Within the paid work guidelines, the following may be possible:

  • Teaching opportunities: departments and colleges are sometimes able to offer teaching work.
  • Demonstratorships - in the experimental sciences, graduate students can sometimes work as a demonstrator in practical classes.
  • Research Assistantships - these are available from some departments and faculties.
  • Junior Deans – Advertised by colleges, these positions involve providing pastoral care to other students and being on-call day and night several times a week. Junior Deans normally receive free college accommodation, free meals and a modest annual stipend.
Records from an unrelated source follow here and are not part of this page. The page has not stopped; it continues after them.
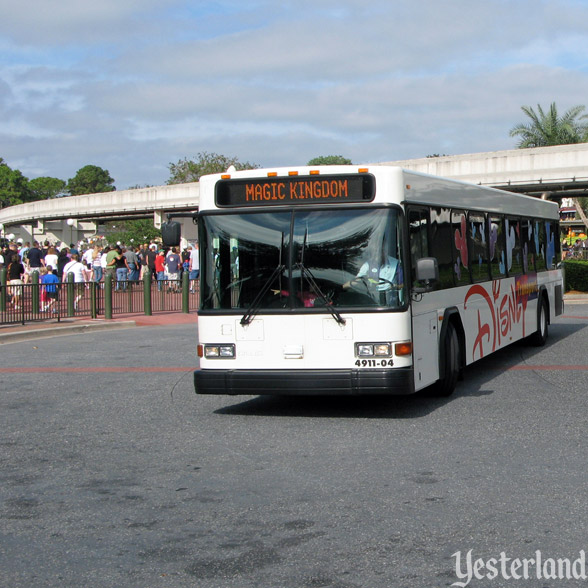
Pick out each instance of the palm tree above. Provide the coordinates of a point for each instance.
(551, 129)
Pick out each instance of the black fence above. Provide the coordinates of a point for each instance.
(24, 303)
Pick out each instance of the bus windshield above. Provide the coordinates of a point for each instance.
(302, 259)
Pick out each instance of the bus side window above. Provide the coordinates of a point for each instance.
(419, 241)
(539, 241)
(441, 244)
(550, 244)
(528, 245)
(514, 254)
(461, 261)
(478, 247)
(497, 247)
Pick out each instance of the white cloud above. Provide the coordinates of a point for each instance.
(135, 84)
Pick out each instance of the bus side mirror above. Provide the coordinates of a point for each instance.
(427, 272)
(171, 233)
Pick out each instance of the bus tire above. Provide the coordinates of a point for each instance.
(539, 337)
(450, 362)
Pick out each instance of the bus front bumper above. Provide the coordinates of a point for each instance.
(305, 382)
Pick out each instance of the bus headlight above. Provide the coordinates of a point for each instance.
(219, 351)
(373, 350)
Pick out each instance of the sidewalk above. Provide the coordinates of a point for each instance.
(76, 325)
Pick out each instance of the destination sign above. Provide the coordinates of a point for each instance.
(326, 189)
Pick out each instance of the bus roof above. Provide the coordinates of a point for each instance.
(401, 186)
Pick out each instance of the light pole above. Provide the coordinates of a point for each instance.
(70, 222)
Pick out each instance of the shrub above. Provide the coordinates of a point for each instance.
(576, 275)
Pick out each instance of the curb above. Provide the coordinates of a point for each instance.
(20, 336)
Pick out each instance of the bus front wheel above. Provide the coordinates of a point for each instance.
(450, 361)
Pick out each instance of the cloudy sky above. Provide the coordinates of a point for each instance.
(132, 85)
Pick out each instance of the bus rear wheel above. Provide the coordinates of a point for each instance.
(539, 338)
(450, 358)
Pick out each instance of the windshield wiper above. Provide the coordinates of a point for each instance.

Other employment options include:

  • Ad-hoc work can sometimes be found by advertising your skills locally as a tutor, translator or proof-reader.
  • Part-time or seasonal work supporting the running of the University and colleges - for example, invigilating examinations, administrative work, or working in a library.
  • You can often find part-time and temporary vacancies in Oxford on the Jobs and Vacancies page, the Career Service’s online resource, CareerConnect, Daily Info and the Oxford Times.

Other possibilities

If you have recent work experience, it may be worth contacting one of your past or present employers to find out whether they are able to offer you some support. You could also consider approaching a potential employer of the future. Investigate companies or organisations working in your research area, particularly those with corporate social responsibility aims and target them. Think creatively and strategically about other bodies you may be able to proactively approach for funding. They might not necessarily advertise scholarships or bursaries, but could you make a convincing case for them to support you? Are there any foundations in your local or home community that would be willing to support you?